Rob Johnston, Chief Executive of Cumbria Chamber of Commerce, said: “We called for a stimulus package and he’s provided one.
“But it’s clear that the thrust is about protecting jobs in the short term rather than building a long-term recovery.
“For example, we’d have to like to see grants to help businesses adapt their premises and business models to operate safely and profitably under social distancing.
“We’d also have liked him to reduce employers’ National Insurance contributions and extend some of the grant schemes to help businesses facing cashflow issues.
“The Government is worried that there will be a jump in unemployment when the furlough scheme ends and this package is primarily about minimising that.”
The Chancellor’s measures include:
Cutting VAT to 5% on eating out, accommodation and attractions, plus a voucher scheme in August to encourage people to dine out;
Raising the stamp duty threshold to £500,000 to boost the housing market and help housebuilders;
A £1,000 bonus for firms that keep on furloughed staff;
A Kickstart subsidy to encourage employers to take on unemployed youngsters under 25;
A £1,000 subsidy for recruiting trainees and a bonus of up to £2,000 for taking on apprentices;
Grants of up to £5,000 – £10,000 for low-income households – towards energy-efficiency measures.
Rob added: “The Kickstart scheme for under-25s will keep many youngsters off the dole and the incentives for employers to take on trainees and apprentices are welcome.
“The VAT cut for hospitality won’t necessarily be passed on to consumers but it will allow those businesses to increase margins to claw back some of the money they’ve lost.
“There are two main factors inhibiting consumers.

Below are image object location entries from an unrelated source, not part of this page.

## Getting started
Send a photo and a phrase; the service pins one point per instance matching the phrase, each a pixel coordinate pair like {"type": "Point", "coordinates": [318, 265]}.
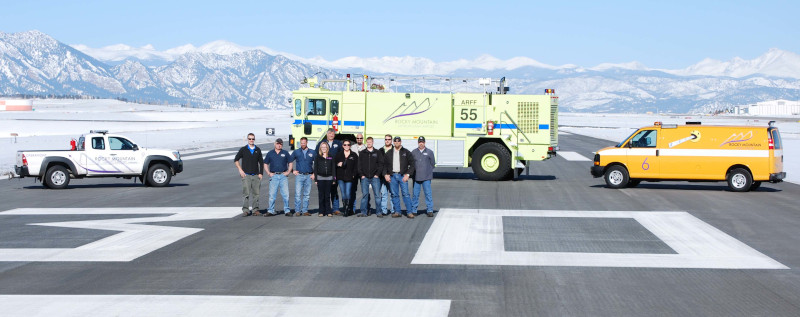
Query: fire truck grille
{"type": "Point", "coordinates": [528, 113]}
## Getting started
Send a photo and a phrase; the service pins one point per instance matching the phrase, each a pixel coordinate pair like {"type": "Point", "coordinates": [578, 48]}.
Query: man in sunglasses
{"type": "Point", "coordinates": [251, 170]}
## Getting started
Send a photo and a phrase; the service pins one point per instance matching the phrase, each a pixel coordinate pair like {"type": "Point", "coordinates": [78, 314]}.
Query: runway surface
{"type": "Point", "coordinates": [553, 243]}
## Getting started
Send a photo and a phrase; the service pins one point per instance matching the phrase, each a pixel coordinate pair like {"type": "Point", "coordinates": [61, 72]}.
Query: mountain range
{"type": "Point", "coordinates": [224, 74]}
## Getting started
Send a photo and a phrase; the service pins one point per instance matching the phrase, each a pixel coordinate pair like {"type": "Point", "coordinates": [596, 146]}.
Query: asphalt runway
{"type": "Point", "coordinates": [552, 243]}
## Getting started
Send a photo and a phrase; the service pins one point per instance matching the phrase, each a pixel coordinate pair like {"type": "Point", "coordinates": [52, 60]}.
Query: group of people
{"type": "Point", "coordinates": [337, 167]}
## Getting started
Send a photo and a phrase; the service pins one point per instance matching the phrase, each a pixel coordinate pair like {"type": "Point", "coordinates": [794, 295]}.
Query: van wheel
{"type": "Point", "coordinates": [491, 162]}
{"type": "Point", "coordinates": [57, 177]}
{"type": "Point", "coordinates": [616, 177]}
{"type": "Point", "coordinates": [740, 180]}
{"type": "Point", "coordinates": [158, 175]}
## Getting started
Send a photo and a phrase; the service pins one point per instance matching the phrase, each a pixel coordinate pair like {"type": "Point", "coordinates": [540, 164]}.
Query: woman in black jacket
{"type": "Point", "coordinates": [346, 173]}
{"type": "Point", "coordinates": [323, 177]}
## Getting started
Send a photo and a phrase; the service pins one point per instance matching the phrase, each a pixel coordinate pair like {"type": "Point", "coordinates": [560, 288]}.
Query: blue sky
{"type": "Point", "coordinates": [660, 34]}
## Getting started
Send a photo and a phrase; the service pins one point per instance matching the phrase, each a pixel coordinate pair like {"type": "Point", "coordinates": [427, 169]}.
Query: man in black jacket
{"type": "Point", "coordinates": [370, 167]}
{"type": "Point", "coordinates": [251, 170]}
{"type": "Point", "coordinates": [398, 167]}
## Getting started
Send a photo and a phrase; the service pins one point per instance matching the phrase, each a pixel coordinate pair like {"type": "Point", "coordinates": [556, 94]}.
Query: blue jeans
{"type": "Point", "coordinates": [385, 203]}
{"type": "Point", "coordinates": [426, 187]}
{"type": "Point", "coordinates": [376, 187]}
{"type": "Point", "coordinates": [279, 181]}
{"type": "Point", "coordinates": [399, 186]}
{"type": "Point", "coordinates": [302, 191]}
{"type": "Point", "coordinates": [346, 188]}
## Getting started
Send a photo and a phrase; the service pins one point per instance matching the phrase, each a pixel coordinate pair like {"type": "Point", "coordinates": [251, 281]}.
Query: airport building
{"type": "Point", "coordinates": [779, 107]}
{"type": "Point", "coordinates": [16, 105]}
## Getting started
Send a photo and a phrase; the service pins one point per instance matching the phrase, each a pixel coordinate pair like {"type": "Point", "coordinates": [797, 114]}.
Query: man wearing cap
{"type": "Point", "coordinates": [303, 160]}
{"type": "Point", "coordinates": [334, 147]}
{"type": "Point", "coordinates": [277, 165]}
{"type": "Point", "coordinates": [399, 166]}
{"type": "Point", "coordinates": [423, 165]}
{"type": "Point", "coordinates": [251, 170]}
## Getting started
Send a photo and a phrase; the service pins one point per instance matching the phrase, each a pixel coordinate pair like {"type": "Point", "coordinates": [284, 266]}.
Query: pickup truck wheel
{"type": "Point", "coordinates": [616, 177]}
{"type": "Point", "coordinates": [491, 162]}
{"type": "Point", "coordinates": [740, 180]}
{"type": "Point", "coordinates": [56, 177]}
{"type": "Point", "coordinates": [158, 175]}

Some people are reluctant to go out until the Covid infection rate comes down and some are worried about their jobs and don’t want to spend money they might need if they get made redundant.
“The Chancellor can’t wave a magic wand to remove these concerns but he’s done his best to persuade people to start spending.
“Our worry is that many of his measures are temporary. The VAT cut and apprenticeship subsidy apply until January and the increase in the stamp duty threshold until March.
“But the effects of the coronavirus pandemic will be with us well into next year and beyond.
“Some changes in consumer behaviour are likely to be permanent and ministers must think long and hard about how they help businesses adapt to the new normal.
“In addition, many businesses have taken on debt during lockdown. That inhibits their ability to invest and so hinders economic recovery. Ministers need to address that too.”